We envision that the next generation of mainstream applications will be based on autonomous Web services. The implications of autonomy are central to the architecture, and they will be explored throughout this paper. The technical content of this paper describes the infrastructure protocols defining the Web services architecture and a key concept needed to build autonomous distributed applications—the concept of contracts.
The core principles that have driven the design and implementation of the Web service architecture protocols are as follows:
- Message orientation—using only messages to communicate between services and realizing that messages often have a life beyond a given transmission event.
- Protocol composability—avoiding monoliths through the use of infrastructure protocol building blocks that may be used in nearly any combination.
- Autonomous services—allowing endpoints to be independently built, deployed, managed, versioned, and secured.
- Managed transparency—controlling which aspects of an endpoint are (and are not) visible to external services.
- Protocol-based integration—restricting cross-application coupling to wire artifacts only.
The remainder of this section describes these principles in detail.
Web services communicate using messages. They place a significant emphasis on how individual messages are formed and processed. Unlike RPC systems in which messages are strictly subordinate to the local programming experience, the Web services architecture is built with messages as the atomic unit of communication. This is true not only of the wire format used for message exchanges (SOAP [SOAP]), but also for the descriptions of a given Web service (WSDL [WSDL]). Granted, some developers may choose to view a Web service using the remote procedure call metaphor; however, this decision is local to that developer's code and not visible on the wire.
Web services assume SOAP as the lowest layer in the protocol stack and isolates message transfer from transport details. Ideally, protocol-specific bindings do not leak into application semantics. This approach provides a sound base for achieving service interoperability among development platforms, and provides for richer communication patterns. Web services have typically relied on HTTP as the underlying message transport. By leveraging the open extensibility of HTTP POST, many Web services have been bootstrapped using off-the-shelf Web technologies. As more sophisticated applications of Web services emerge, the importance of other transports becomes clear. For example, it is cumbersome, at best, to implement full-duplex message exchanges over HTTP's strict request/reply discipline. In contrast, sending SOAP messages over TCP [TCPIP] using a lightweight framing protocol allows any two-party message exchange pattern to be implemented trivially.
Web services may distribute the processing of a given message across multiple network nodes, each of which contributes some piece of functionality, such as access checks, content-based routing, or application-specific validation. This distributed processing model implies that a given message may need to traverse two or more message transports prior to arriving at the ultimate receiver. For that reason, much of the early protocol work in Web services was focused on providing end-to-end secure and reliable message delivery over arbitrary transports. For the simplest deployments in a single trust domain where a secure and reliable transport is available (e.g., TLS [TLS] over TCP or HTTP), more robust protocols such as WS-Security [WS-Security] or WS-ReliableMessaging [WS-RM] are optional. For richer deployments, these latter protocols are essential.

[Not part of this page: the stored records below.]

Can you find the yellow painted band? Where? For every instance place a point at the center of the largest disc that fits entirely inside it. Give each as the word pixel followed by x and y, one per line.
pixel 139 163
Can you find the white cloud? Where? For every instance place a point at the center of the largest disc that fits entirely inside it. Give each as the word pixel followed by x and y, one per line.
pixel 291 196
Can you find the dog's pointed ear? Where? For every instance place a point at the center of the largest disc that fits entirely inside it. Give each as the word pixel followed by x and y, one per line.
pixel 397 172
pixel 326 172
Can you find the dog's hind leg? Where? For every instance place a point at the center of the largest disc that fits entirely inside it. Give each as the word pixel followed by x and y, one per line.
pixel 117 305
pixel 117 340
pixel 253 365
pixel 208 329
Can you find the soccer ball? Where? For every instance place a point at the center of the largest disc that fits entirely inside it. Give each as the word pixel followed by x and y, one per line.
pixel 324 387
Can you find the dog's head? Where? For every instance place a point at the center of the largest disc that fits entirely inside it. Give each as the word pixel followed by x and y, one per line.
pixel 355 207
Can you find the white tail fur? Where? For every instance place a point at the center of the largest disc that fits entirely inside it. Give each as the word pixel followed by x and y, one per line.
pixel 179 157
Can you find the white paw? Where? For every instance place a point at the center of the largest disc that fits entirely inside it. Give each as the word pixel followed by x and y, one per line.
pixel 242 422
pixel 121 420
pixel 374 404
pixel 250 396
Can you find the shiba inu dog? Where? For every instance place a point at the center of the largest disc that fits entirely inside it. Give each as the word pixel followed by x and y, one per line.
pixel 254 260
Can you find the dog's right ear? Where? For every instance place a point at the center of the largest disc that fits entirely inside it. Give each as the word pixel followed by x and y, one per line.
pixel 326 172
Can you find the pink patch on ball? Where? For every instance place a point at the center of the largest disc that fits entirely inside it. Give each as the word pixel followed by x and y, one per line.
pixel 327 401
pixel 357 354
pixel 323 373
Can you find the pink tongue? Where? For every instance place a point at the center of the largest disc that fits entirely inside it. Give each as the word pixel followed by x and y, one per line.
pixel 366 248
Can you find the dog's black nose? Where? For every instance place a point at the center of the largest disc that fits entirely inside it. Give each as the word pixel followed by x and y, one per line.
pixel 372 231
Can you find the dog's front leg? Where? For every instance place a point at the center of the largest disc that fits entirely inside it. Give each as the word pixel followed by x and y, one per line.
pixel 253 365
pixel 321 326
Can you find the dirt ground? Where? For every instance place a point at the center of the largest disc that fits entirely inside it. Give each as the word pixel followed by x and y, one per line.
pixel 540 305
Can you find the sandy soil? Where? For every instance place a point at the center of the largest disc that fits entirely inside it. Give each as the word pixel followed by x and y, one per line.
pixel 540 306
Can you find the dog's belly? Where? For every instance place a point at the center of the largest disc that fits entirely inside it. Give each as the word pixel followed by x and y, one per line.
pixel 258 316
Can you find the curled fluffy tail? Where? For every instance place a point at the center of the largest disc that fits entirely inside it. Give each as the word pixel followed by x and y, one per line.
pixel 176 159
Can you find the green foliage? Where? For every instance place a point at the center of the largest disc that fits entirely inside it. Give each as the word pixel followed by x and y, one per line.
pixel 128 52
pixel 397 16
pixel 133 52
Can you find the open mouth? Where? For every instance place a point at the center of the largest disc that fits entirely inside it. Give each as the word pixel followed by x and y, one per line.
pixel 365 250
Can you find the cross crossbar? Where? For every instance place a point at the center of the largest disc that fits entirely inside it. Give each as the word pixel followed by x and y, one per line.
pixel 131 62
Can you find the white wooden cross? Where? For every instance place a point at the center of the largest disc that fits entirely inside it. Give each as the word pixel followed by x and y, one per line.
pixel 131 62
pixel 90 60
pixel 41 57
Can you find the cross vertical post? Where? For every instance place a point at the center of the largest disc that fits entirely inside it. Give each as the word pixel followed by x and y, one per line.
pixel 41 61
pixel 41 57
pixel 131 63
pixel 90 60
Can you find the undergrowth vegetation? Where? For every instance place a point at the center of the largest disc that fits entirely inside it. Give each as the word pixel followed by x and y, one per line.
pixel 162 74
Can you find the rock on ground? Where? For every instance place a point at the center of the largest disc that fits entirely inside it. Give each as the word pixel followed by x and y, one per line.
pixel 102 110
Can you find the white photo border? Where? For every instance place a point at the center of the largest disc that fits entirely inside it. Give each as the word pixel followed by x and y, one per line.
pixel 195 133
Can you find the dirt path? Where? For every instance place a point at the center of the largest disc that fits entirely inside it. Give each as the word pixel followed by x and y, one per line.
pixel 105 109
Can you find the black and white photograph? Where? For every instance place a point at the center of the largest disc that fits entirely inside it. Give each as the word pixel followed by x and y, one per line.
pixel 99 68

Protocols are said to compose when they can be used either independently or in combination. Numerous domain-specific communication protocols are effectively "silos" in which protocol designers find themselves coining new mechanisms for dealing with security, reliability, error reporting, etc. Given the broad applicability of Web services, this approach to defining an entire protocol for each vertical domain breaks when domains overlap and becomes extremely costly in terms of both initial development and ongoing support costs.
To avoid these costs, the Web services protocol suite is designed as a family of composable protocol building blocks. By design, each of the infrastructure protocols defines a fine-grained unit of functionality. For example, the basics of signing and sealing message contents is generic enough that it is specified once (in WS-Security) and then leveraged by various infrastructure protocols and application-level protocols.
Web service protocol composition is based on the modular architecture of SOAP. SOAP's architecture anticipates the composition of infrastructure protocols through the use of a flexible header mechanism. One advantage of this approach is that the protocol surface area for a particular application is based on the actual features used by that application. A given protocol imposes absolutely no cost to applications that do not use it. Software operating on computing devices of various scales can use the exact protocols they need, maximizing the applicability of the architecture. A second advantage is that new protocols can be introduced at any time to complement the existing ones and extend functionality. The ability to innovate is thus built-in to the architecture. The challenge of getting a coherent and comprehensive view of the spectrum of available protocols is real. Addressing this challenge is the goal of this document.
Specification profiles are provided to define usage constraints and the best practices for use of these specifications in various combinations. More information on specific profiles is provided in the section on Interoperability Profiles, the WS-I Basic Security Profile, and the Device Profile for Web services.
Web services are autonomous agents whose development, deployment, operation, management, and security all vary independently from those of the service's consumer. This "forced independence" has several important ramifications that permeate the architecture.
Service autonomy has deep implications on how versioning is implemented. As a service's implementation evolves, changes in the universe of compatible consuming applications are inevitable. Having reasonable tools for managing these changes is critical to the correct operation of Web service-based systems. At the most basic level, SOAP provides a protocol evolution model based on SOAP headers. SOAP headers are expected to be added or removed to a given message format over the lifetime of a given protocol. As new headers are introduced, the upgrade policy is carried in the header itself. Headers that may be safely ignored are simply inserted into the message. Headers that cannot be safely ignored are annotated with a mustUnderstand attribute, indicating that their insertion is a breaking change and that only recipients that recognize the header may process the message. This basic model for extensibility is most visible in SOAP itself; however, it is mirrored in various other Web service protocols, including WSDL. More importantly, this principle is used by Web services to add new protocol functionality (e.g., security) to a single messaging format (SOAP). Ultimately, the primary feature of SOAP is extensibility—new versions of SOAP are not needed for each new protocol requirement.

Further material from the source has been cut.